Rockstar Games created a name for itself with it’s violent and gritty Grand Theft Auto series. But it wasn’t the violence nor the grit that attracted millions of players to the universe of GTA, no, it was the completely explorable world and the story that took place in it. Giving their players the choice between exploring a massive open-world or following a fantastic linear story has always been Rockstar’s strong suit, and in 2010, Rockstar proved they could translate the formula to a new setting, with the wild-west based Red Dead Redemption.
Set in the early 1900s, Red Dead follows outlaw-turned-family-man John Marston, as he attemptes to hunt down his former gang for the government in exchange for his family. Despite this interesting premise that’s backed by terrific writing and voice-acting, Rockstar stumbles multiple times throughout the game’s story mode, especially during the sequences in Mexico, which lasts far longer than it should and drags the game’s pacing to a standstill. You’d think that having the safety of his family dangling over his head would give Marston a sense of urgency, but you never really get that sense from Marston, who seems contempt with hunting and killing time in bars. But still, Redemption takes Marston and the player to interesting places, and the writing and voice acting is so strong that it almost makes up for the pacing problems. There are surprising moments of emotional impact in the game as well, which isn’t something we see often enough in the game.

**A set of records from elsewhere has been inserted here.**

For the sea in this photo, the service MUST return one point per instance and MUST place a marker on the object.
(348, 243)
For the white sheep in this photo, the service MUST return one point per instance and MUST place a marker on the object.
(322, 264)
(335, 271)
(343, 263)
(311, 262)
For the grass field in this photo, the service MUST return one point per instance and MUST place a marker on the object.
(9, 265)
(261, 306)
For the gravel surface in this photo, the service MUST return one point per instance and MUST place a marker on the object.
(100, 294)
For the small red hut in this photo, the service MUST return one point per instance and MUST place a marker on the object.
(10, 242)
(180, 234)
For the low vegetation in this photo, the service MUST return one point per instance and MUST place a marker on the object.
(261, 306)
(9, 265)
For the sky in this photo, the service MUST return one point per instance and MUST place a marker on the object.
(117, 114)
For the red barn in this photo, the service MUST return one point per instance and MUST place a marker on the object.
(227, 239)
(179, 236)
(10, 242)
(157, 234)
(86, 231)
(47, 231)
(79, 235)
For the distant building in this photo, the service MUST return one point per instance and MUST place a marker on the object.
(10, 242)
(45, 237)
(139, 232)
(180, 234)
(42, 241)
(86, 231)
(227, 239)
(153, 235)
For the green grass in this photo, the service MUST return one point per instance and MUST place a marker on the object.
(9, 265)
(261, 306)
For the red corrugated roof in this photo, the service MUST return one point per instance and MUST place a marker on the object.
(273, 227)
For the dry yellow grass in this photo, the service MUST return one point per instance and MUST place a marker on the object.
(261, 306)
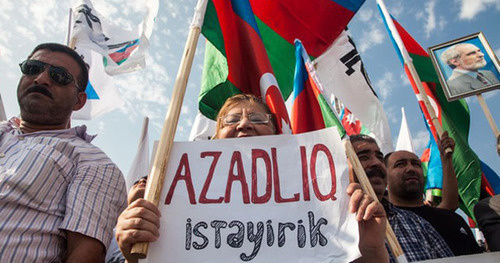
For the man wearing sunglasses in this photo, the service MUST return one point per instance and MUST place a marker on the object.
(60, 196)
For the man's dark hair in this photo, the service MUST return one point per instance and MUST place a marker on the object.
(83, 78)
(361, 138)
(386, 159)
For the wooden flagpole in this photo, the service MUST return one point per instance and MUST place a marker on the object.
(490, 119)
(367, 188)
(360, 172)
(157, 176)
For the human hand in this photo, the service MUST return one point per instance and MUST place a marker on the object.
(372, 221)
(139, 222)
(446, 142)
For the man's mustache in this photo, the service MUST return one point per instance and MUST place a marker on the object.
(376, 171)
(39, 89)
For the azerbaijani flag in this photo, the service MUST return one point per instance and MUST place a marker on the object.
(234, 59)
(453, 116)
(310, 110)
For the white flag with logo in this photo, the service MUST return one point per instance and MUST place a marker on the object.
(124, 50)
(405, 141)
(102, 95)
(342, 74)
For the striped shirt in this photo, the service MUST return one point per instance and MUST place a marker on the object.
(418, 239)
(51, 181)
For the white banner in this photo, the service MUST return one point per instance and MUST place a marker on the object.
(260, 199)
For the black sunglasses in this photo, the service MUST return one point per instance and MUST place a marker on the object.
(58, 74)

You control Marston through a third person perspective, with the camera trailing five or so feet behind him. As one would expect from a wild-west game, you shoot a ton of people, and as someone who has played a Rockstar game before w0uld expect, the gunplay works great. The shooting controls are responsive and intuitive, and the simple act of shooting a gun feels visceral and impactful, thanks to a terrific animation system on the enemies that makes each impact feel real. A system that allows Marston to take cover is serviceable, but doesn’t work as well as some of it’s contemporaries, but overall, the combat in Redemption is one of it’s strong points.

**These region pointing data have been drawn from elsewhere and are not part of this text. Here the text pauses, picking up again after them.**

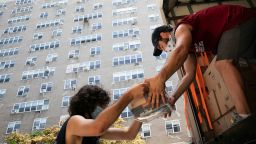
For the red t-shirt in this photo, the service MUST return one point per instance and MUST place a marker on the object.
(209, 24)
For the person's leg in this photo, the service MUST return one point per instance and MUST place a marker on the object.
(234, 83)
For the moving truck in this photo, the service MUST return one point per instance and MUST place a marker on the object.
(208, 104)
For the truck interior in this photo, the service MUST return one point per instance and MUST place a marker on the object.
(208, 105)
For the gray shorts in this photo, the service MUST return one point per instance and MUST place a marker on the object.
(238, 42)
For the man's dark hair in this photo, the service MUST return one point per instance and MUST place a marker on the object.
(156, 37)
(84, 102)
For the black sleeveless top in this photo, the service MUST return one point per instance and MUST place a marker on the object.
(61, 136)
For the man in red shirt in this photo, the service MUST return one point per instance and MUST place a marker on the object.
(229, 31)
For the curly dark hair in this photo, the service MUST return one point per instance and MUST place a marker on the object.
(84, 102)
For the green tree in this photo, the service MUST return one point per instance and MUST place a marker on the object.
(120, 124)
(48, 136)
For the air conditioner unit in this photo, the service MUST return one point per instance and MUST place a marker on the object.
(91, 83)
(32, 63)
(14, 111)
(43, 91)
(36, 128)
(16, 130)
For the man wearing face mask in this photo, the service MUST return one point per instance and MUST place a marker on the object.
(227, 31)
(90, 118)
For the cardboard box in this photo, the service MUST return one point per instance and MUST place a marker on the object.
(223, 98)
(228, 118)
(214, 82)
(212, 76)
(220, 126)
(212, 105)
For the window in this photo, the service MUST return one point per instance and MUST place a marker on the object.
(86, 17)
(96, 26)
(77, 29)
(79, 9)
(15, 29)
(49, 23)
(95, 51)
(44, 46)
(9, 52)
(11, 40)
(4, 78)
(2, 93)
(56, 32)
(70, 84)
(54, 4)
(65, 101)
(51, 58)
(63, 118)
(118, 92)
(39, 123)
(122, 11)
(172, 126)
(39, 73)
(94, 80)
(122, 2)
(128, 59)
(128, 75)
(7, 64)
(145, 131)
(84, 66)
(151, 7)
(23, 91)
(97, 6)
(134, 45)
(85, 39)
(18, 19)
(30, 106)
(153, 27)
(43, 15)
(134, 32)
(126, 113)
(46, 87)
(60, 12)
(153, 17)
(162, 56)
(38, 36)
(22, 10)
(21, 2)
(169, 86)
(2, 5)
(73, 54)
(13, 127)
(126, 21)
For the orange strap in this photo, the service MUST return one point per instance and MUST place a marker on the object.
(186, 109)
(203, 100)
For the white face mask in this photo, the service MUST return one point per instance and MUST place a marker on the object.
(171, 43)
(96, 112)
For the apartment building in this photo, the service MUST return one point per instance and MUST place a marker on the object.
(51, 48)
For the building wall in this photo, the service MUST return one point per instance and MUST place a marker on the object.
(106, 70)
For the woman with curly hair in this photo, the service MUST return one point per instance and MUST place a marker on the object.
(90, 116)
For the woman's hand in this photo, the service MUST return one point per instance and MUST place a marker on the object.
(157, 91)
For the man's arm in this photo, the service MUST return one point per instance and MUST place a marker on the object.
(175, 60)
(123, 134)
(79, 126)
(190, 71)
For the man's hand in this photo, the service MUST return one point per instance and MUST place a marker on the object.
(156, 91)
(138, 90)
(172, 100)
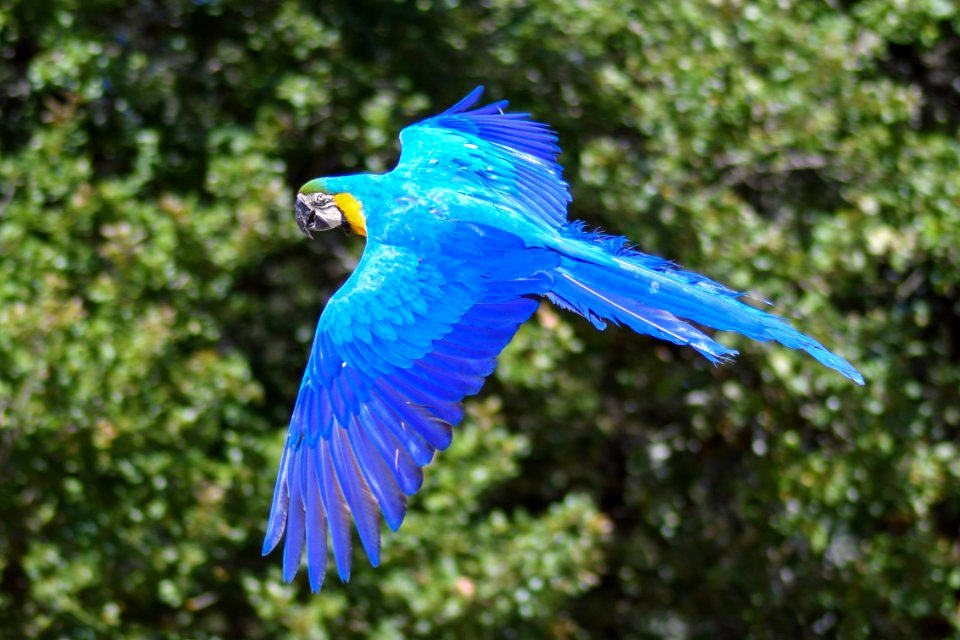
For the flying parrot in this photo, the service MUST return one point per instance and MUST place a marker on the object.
(463, 239)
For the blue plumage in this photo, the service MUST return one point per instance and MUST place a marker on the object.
(465, 236)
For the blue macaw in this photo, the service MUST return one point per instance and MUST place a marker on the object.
(463, 239)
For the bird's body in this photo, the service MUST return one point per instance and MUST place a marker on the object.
(464, 238)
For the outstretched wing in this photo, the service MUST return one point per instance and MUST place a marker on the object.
(411, 332)
(503, 158)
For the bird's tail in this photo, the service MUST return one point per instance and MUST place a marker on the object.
(605, 281)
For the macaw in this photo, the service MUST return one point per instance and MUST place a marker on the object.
(463, 239)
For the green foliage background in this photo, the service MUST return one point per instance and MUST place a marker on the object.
(157, 303)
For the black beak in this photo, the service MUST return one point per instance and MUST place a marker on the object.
(317, 212)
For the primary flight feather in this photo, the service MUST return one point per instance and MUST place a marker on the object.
(464, 237)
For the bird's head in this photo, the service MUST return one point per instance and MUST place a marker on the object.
(320, 206)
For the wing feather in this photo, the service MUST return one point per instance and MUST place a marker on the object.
(384, 389)
(505, 158)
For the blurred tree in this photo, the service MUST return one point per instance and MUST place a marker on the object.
(156, 306)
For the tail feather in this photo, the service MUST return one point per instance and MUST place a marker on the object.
(603, 280)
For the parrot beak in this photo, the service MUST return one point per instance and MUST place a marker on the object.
(317, 212)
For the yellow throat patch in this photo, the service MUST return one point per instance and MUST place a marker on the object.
(352, 211)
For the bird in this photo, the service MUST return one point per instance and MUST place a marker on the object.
(464, 238)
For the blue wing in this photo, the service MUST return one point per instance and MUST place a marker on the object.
(396, 350)
(501, 158)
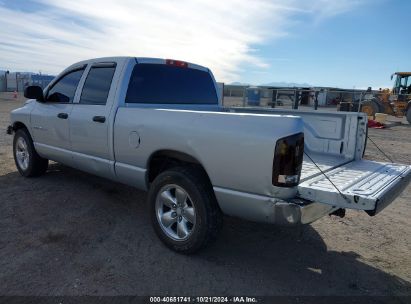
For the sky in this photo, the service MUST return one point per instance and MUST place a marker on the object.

I already mentioned the voice acting and writing, but I feel like I should bring it up again. Rockstar’s writers have created some brilliant characters that represent humanity at it’s worst, best, and weirdest. From an Irish drunk to a necrophiliac to a exhausted sheriff, every character you meet on your mission is entertaining and interesting, and they are played by some of the most talented voice actors in the industry. The non-playable cinematics are great, as well, featuring some great cinematography and directing. Honestly, this game is worth buying just for the bits where you aren’t playing it.
Although I guess saying that would be a disservice to the game’s best feature, it’s open world. The wild-west world Rockstar forged here is an absolute triumpth, creating a fantastic sense of place and reality, while looking gorgeous while doing it. The world feels like a real place, with random characters interacting with each other even when Marston is out of sight. It’s massive, as well, and becomes completely open to the player which wouldn’t be that huge of a deal if not for how gorgeous the environment looks. Seriously, at some points the landscapes in this game look like a photograph, it just looks that good.
It’s just fun to mess around in the world, as well. The desert landscape of Redemption is just begging for you to explore it, and rewards you for doing so with interesting landmarks and side-missions. But, if you are in a hurry, you can fast travel between towns or commandeer a horse. The horse controls surprisingly well, and the rhythm based minigame to maintain it’s speed is very fun, and the fast traveling between towns works well enough. But really, I don’t think you’ll want to fast travel, because the world of Red Dead is just that fun and beckoning.
Red Dead is a perfect example of what video games can be. It has a fantastic story, with sharp writing and strong characters, but on top of that it has what feels like a living, breathing world that is an absolute joy to inhabit. Some gameplay issues prevail, which sadly take away from the experience a bit, but Redemption is still completely worth playing. Check the game out on the Xbox 360 or Playstation 3.